STEVEN Spielberg flexes his nostalgic-meets-futuristic muscles for what is surely one of the most gargantuan pop culture, geek-fuelled extravaganzas the big screen has ever seen.

The year is 2045 and the world has become even more overcrowded and under-resourced. As our young protagonist Wade (Tye Sheridan) describes it, he was born after people stopped trying to make things better and focused on pure survival.

The only way to escape the harsh reality of the real world is to plug into the OASIS, a virtual world created by the now-dead James Halliday (Mark Rylance), a kind of Willy Wonka-esque figure for the tech world, alongside business partner Ogden Morrow (Simon Pegg). The OASIS allows people to do, and more importantly be, pretty much anything they can imagine inside the bodies of their chosen avatars.

Halliday has left behind a quest that involves a series of near-unbeatable challenges which lead to retrieving three keys and eventually to a fabled “Easter Egg” hidden somewhere in the virtual world. The prize for the lucky winner is control of the entire OASIS itself and, by extension, the future of mankind.

As shadowy tech company IOI – led by the ruthless Nolan Sorrento (Ben Mendelsohn) – seeks the prize for their own nefarious ends, Wade teams up with like-minded players including the rebellious Art3mis (Olivia Cooke) and mod-creator Aech (Lena Waithe) to finish the quest first.

The National:

The action is built in part like a video game, with our hero using power-ups at his disposal to solve levels. As it goes we’re presented with set-piece after set-piece that play out like a visually overwhelming, eye-popping explosion of graphical nostalgia where you get to play a fun game of spot-the-reference.

Batman, The Iron Giant, Back to the Future, Halo, Freddy Krueger – few geek touchstones are left unturned and, if you feel like any are missing, they’re probably in there somewhere in the background waiting to be spotted upon rewatches.

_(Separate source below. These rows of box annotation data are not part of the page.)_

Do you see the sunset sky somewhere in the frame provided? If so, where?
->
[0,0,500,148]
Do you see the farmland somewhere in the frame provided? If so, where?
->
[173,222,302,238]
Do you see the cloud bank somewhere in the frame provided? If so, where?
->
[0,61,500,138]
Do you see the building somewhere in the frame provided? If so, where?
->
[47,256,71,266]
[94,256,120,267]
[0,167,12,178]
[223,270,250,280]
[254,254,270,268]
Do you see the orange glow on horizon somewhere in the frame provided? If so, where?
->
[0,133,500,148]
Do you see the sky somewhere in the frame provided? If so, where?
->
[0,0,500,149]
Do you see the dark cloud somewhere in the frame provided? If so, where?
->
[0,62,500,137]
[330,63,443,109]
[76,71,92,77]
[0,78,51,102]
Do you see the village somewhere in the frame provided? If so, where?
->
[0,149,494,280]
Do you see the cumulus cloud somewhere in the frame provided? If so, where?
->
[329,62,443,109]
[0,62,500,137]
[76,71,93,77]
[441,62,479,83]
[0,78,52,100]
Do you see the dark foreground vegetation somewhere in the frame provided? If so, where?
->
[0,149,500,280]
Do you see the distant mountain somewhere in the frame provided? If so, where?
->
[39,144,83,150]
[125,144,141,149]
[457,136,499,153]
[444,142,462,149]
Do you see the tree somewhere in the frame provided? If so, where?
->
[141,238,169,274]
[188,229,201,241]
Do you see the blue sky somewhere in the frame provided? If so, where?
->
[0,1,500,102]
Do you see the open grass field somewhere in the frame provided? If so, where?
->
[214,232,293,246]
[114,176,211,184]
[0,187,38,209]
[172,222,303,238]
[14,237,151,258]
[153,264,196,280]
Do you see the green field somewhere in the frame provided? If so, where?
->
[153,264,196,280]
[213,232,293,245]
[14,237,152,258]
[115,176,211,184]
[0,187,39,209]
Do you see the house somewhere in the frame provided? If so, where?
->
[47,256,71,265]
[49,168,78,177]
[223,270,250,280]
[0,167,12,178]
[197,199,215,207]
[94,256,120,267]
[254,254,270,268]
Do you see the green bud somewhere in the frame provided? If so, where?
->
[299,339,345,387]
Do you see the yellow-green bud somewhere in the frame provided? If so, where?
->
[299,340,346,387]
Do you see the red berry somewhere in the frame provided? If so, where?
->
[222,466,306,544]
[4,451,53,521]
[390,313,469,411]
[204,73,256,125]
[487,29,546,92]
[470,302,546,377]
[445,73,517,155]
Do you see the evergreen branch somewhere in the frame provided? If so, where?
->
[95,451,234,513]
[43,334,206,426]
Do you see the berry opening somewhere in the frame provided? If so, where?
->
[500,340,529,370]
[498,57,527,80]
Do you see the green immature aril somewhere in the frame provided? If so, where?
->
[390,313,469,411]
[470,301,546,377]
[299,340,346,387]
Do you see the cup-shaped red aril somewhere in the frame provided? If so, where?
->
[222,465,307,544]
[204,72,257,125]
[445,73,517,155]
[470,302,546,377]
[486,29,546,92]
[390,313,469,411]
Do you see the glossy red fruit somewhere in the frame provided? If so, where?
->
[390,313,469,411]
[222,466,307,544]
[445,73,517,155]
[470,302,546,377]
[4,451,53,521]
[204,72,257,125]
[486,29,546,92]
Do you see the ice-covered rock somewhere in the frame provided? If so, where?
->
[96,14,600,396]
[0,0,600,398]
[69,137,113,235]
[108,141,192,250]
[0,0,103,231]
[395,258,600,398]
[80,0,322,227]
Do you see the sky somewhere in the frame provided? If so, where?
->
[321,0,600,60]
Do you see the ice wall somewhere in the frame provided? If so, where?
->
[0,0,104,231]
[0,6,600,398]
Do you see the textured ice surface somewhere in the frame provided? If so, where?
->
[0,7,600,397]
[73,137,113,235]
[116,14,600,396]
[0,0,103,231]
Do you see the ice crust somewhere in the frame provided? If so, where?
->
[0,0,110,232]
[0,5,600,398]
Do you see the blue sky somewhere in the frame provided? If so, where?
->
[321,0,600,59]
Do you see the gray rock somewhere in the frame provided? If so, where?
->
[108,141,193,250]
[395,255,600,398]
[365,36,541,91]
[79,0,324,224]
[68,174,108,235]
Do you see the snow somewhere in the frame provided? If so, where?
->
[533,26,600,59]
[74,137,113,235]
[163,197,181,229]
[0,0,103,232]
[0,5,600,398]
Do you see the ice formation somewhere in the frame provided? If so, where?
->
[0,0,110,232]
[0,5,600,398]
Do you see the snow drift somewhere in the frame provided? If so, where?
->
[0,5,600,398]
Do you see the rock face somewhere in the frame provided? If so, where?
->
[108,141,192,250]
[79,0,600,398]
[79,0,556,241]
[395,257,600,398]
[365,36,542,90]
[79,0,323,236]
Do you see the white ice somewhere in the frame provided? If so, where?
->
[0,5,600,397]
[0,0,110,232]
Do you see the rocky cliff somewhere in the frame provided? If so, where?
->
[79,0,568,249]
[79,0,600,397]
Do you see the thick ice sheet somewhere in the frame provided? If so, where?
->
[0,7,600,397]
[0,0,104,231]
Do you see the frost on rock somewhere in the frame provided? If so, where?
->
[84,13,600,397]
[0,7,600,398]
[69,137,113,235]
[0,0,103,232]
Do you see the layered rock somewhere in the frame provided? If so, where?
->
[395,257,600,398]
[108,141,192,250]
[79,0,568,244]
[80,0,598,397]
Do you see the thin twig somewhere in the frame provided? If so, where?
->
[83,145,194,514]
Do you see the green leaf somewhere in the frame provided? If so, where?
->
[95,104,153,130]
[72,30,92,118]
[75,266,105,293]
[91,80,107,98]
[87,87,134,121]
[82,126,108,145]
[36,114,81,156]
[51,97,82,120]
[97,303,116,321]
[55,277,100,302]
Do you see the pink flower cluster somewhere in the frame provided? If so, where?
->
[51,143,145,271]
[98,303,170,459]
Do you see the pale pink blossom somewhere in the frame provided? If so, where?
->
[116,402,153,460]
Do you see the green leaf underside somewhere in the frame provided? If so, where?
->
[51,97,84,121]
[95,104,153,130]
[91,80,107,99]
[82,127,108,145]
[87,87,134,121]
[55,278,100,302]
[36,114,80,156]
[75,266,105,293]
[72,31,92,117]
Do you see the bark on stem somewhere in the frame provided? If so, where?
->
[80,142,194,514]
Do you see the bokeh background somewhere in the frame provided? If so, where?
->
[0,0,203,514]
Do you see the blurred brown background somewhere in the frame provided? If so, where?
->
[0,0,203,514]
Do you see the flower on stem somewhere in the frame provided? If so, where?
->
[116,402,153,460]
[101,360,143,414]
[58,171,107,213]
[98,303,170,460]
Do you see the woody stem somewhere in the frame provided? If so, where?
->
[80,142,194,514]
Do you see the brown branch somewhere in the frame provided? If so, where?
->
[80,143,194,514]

The question, then, becomes is this a mere shallow exercise in rose-tinted longing for the past? Or is it a loving, energetic celebration of the pop culture that has not only been cherished and even created by Spielberg himself but become so ingrained in our collective cultural consumerism.

The answer lies in how much you’re willing to take that leap and dive wholeheartedly into the imagination-driven world that has little time for cynicism. In the hands of a lesser director you might say that it exploits and flings around the nostalgia like so many puppets on strings.

But Spielberg’s intentions feel pure here, replacing the often self-satisfied smirk of Ernest Cline’s source material – the author’s co-screenwriting credit suggests this vision works infinitely better when adapted – and replaced it with a joyous grin intent on making a wide mainstream audience feel the same way. There is a beating heart behind the glossy technical craft here, a real respect for the pop culture that so dictates everything about the film’s universe.

At the same time, in the very way it bombards and overwhelms you with its visuals, there’s an underlying critiquing of the way in which imagery from entertainment gets appropriated and even begins to lose some meaning – “I like things how they were,” Halliday says in one of his carefully archived and viewable memories. “Why can’t we go backwards for once?”

The film also weaves in a valuable lesson for today’s online-obsessed era that maybe it’s best to log off every once in a while. But for the duration that we’re plugged into this particular virtual world, it’s a hugely enjoyable, visually spectacular and escapist thrill ride.